Divided democracies and the lack of leadership…

Democracies around the world have become highly polarized and are in a state of constant grid-lock. There are basically two points of view prevailing in any democratic dispensation. Either you are with us or against us! There could also be a third point of view which is not so black or white but gray. In political terms it means, we are not completely with you or against you, we are open to discussion. I would put these people in a separate category and that is ‘open minded’, on both sides of the aisle. Ideology could be one of the reasons for this divide. Indifferent leadership is the other reason for this deep disconnect. This is not a sudden development. It has been happening for the last 50 years. Democracies have not been producing leaders like FDR (Franklin Delano Roosevelt) and Gandhi (Mohandas Karamchand Gandhi), anymore. I would not even put Churchill (Sir Winston Leonard Spencer-Churchill) in that August company. Republicans in America are ready to include Ronald Reagan in such world leadership, which he clearly was not. And that is the whole point. Neither Churchill nor Reagan were leaders of that caliber that the world would acknowledge them as leaders of international stature. The only world leader who has earned that respect in the last 50 years is, Nelson Rolihlahla Mandela.

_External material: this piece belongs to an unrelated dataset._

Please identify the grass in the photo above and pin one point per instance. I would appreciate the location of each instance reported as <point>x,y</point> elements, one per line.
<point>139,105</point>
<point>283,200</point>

The fall of the Soviet Union in 1991 was a great opportunity to establish a ‘New World Order’. George Herbert Walker Bush and Mikhail Gorbachev failed to do that. Then again, September 11, 2001 presented another unique opportunity to America and President George W Bush. He failed to do anything meaningfull and change the world of politics. America has failed to produce a world class leader in the last 40 years or more. So has the rest of the world. There is no leader in sight anywhere in the world who could set the agenda to achieve great things in these wounderfull times. Let us take United States for example, the congress is equally divided and the executive is in constant conflict with the legislative branch. Supreme Court of the United States has been politicized since the infamous 2000 presidential elections.